Importa lembrar como chegámos aqui. Em 2016, quando a série começou, “Dungeons & Dragons” instala-se de imediato como uma das principais referências para “Stranger Things”. Aliás, é desse universo que surgem os nomes de muitas das figuras fantásticas que vão habitando a série. Se a primeira temporada foi uma de fascínio, mais do que um tributo a uma geração que nasceu ou cresceu nos 1980, era também um reconhecimento face àquilo que já não se repete. E em vez de querer viver tudo outra vez – como acontece com muita cultura popular que procura a muleta nostálgica –, criava um novo universo que sabia beber desses códigos: como os filmes da série “Gritos” fizeram, por exemplo.

[o elenco de “Stranger Things” recapitula o que aconteceu nas três temporadas anteriores:]

A segunda temporada brincava com os passos em falsos das sequelas e ela própria era um passo em falso genuíno, porque era suposto funcionar assim mesmo.
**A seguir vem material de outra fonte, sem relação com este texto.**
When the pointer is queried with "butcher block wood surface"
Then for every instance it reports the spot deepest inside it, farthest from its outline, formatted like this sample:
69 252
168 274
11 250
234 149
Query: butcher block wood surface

A terceira foi o momento do exagero, em que entraram novas personagens, o barulho aumentou para se estabelecerem pontes para o futuro, onde fechar certos arcos narrativos foi missão assumida, onde tudo existiu em grande escala, dos monstros à destruição (incluindo russos, colocando “Stranger Things” e Hawkins num qualquer epicentro imaginário da Guerra Fria).

Esta quarta temporada, com sete episódios disponíveis a 27 de maio e mais dois que só chegarão a 1 de julho, tem capítulos mais longos – à volta dos 75 minutos – e traz um novo vilão – Vecna, também roubado a “Dungeons & Dragons” – que, apesar de estar no Upside Down – a realidade paralela fantástica de “Stranger Things” – sente-se como um monstro diferentes de todos os que já vimos até agora na série. Como Dustin – quem mais? — a dado momento faz questão de lembrar, está próximo de Freddy Krueger de “O Pesadelo Em Elm Street” e de todo o seu imaginário. Como se não bastasse, Robert Englund, o ator que popularizou Krueger, tem um papel nesta temporada.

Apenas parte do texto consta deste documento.